UPDATE (10/24/2010): Well, the light rack has been in use for 22 months, now. All of it's parts look as new as the day they arrived at my door. No rust, no warping, of any kind. The choice of 3/8" acrylic for the various parts of the rack has proven to be a good one. An interesting experience with the rack is the fact that you can touch any part of the frame and components (other than the lights themselves, of course) with your bare hands and the worst heat you'll experience is just warm - nothing that could be considered hot. Not to say that the 400W halides don't produce high temperatures - they definitely do, but the great preponderance of that heat is directed downward toward the tank, where the cooling fans help to dissipate it. Likewise rust has turned out not to be a problem. The use of aluminum tubing, aluminum rivets, acrylic, good quality stainless steel, and nylon screws/bolts, has proven successful.



1 2 > [last]
LorrieCox says...
Hello, my friend!
Where to buy XRumer 12.0.20???
It is the best software for SMM.
Thanks you.
27th November 2016 8:40am
Mohamed says...
Amazing work . I'm following your lead currently to build the same for my 270 gallons drop off tank. I have one question. I can't see any T5 reflectors.
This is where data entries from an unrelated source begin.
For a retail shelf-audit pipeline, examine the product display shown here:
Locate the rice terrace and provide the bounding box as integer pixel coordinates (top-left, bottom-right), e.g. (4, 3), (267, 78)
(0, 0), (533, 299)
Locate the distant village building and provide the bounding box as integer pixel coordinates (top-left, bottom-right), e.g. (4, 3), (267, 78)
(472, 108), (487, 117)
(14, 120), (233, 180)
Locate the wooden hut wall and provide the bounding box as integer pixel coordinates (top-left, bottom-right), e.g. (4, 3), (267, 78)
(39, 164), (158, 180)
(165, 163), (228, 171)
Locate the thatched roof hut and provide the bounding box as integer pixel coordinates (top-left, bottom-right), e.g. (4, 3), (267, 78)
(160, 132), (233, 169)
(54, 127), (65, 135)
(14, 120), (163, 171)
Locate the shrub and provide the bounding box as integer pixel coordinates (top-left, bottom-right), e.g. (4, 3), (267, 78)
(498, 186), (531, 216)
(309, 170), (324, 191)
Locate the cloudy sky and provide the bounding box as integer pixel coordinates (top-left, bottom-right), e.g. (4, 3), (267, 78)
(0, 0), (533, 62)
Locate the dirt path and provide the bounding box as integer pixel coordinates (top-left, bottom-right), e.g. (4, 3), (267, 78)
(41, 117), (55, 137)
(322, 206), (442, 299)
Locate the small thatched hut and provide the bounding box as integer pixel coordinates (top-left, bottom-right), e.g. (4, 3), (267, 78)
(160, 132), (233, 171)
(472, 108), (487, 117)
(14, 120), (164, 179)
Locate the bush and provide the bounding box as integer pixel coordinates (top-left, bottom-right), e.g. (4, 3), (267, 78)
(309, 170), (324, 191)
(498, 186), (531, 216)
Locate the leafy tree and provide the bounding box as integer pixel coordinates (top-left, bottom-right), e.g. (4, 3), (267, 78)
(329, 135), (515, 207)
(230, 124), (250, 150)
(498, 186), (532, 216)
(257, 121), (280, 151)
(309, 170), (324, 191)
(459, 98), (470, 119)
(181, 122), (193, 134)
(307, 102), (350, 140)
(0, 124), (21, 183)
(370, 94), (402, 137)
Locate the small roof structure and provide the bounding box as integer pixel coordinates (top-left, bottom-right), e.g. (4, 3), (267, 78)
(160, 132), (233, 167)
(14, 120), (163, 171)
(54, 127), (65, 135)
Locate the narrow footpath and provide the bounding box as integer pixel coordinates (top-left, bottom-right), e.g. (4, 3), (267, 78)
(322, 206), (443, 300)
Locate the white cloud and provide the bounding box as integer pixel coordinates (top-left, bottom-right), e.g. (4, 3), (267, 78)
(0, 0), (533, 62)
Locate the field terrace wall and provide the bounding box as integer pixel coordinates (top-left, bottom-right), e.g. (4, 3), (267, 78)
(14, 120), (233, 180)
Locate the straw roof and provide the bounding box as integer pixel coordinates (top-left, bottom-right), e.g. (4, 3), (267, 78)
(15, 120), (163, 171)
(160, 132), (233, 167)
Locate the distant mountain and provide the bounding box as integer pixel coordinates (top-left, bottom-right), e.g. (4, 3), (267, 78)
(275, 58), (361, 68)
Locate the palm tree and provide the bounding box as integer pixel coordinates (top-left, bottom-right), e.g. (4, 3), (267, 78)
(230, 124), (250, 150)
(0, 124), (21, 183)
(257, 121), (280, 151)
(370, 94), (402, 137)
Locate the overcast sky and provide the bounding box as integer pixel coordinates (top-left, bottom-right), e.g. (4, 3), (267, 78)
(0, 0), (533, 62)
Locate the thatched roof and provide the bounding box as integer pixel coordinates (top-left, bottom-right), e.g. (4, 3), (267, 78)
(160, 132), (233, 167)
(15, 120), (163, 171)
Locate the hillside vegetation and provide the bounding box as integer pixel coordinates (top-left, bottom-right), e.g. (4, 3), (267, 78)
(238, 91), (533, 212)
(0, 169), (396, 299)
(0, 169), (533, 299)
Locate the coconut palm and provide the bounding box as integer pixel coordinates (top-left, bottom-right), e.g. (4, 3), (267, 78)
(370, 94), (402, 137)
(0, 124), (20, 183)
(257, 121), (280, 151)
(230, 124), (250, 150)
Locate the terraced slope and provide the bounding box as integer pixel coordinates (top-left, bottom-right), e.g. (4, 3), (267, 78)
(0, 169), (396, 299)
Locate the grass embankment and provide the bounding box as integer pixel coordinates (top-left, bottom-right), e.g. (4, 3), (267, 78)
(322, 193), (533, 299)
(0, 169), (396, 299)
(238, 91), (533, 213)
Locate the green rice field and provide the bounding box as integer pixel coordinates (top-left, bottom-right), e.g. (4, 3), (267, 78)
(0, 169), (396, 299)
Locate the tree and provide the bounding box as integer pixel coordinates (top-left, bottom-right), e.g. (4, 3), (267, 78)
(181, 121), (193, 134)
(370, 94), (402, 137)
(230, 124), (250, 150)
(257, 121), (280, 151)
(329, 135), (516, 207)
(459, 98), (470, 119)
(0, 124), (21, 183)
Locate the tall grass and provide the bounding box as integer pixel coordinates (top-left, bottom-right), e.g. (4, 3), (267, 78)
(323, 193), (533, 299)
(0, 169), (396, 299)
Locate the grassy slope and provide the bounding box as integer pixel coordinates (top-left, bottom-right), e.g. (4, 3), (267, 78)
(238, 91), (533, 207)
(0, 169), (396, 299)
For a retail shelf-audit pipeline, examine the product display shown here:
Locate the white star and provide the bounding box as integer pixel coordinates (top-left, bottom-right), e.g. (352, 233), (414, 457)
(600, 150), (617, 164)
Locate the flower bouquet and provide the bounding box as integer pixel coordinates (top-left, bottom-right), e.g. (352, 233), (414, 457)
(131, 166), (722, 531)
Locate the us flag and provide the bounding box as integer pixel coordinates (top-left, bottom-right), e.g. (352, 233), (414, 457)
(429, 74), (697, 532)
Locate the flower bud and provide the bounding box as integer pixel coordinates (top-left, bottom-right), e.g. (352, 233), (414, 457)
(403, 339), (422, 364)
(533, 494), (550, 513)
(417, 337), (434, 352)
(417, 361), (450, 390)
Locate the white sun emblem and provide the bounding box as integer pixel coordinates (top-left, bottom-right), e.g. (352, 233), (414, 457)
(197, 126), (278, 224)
Have you depends on the metal halide Reflector for T5? And if this is the case can you please share how you figure out the right angle.
GlassReef: Yes, there are "snap on" reflectors on the T5 bulbs. I just set the angle for the rear T5s to approx. 35 degrees forward. The front reflectors are set to 35 degrees to the back. Hope that helps.
26th June 2016 4:31pm
Carlos says...
Hi. Im in the process of ordering rails from eztube and wanted to ask which flange tubes you used.

They offer:
-3/4" Recessed Panel
-1/4" Flush Panel
-1/4" Recessed Panel

Thanks for your help.

GlassReef: I used 3/4" recessed.
4th November 2014 8:28pm
LAM LY says...
very impressive and clear detail, Thank you for sharing.
from your experience, how long does the reflex 12K last?


GlassReef: I usually get 6 to 7 months out of them.
19th October 2014 12:05pm
Dave Anderson says...
Man this is AMAZING! Love this light rack...I will follow your lead on this! Well done Sir!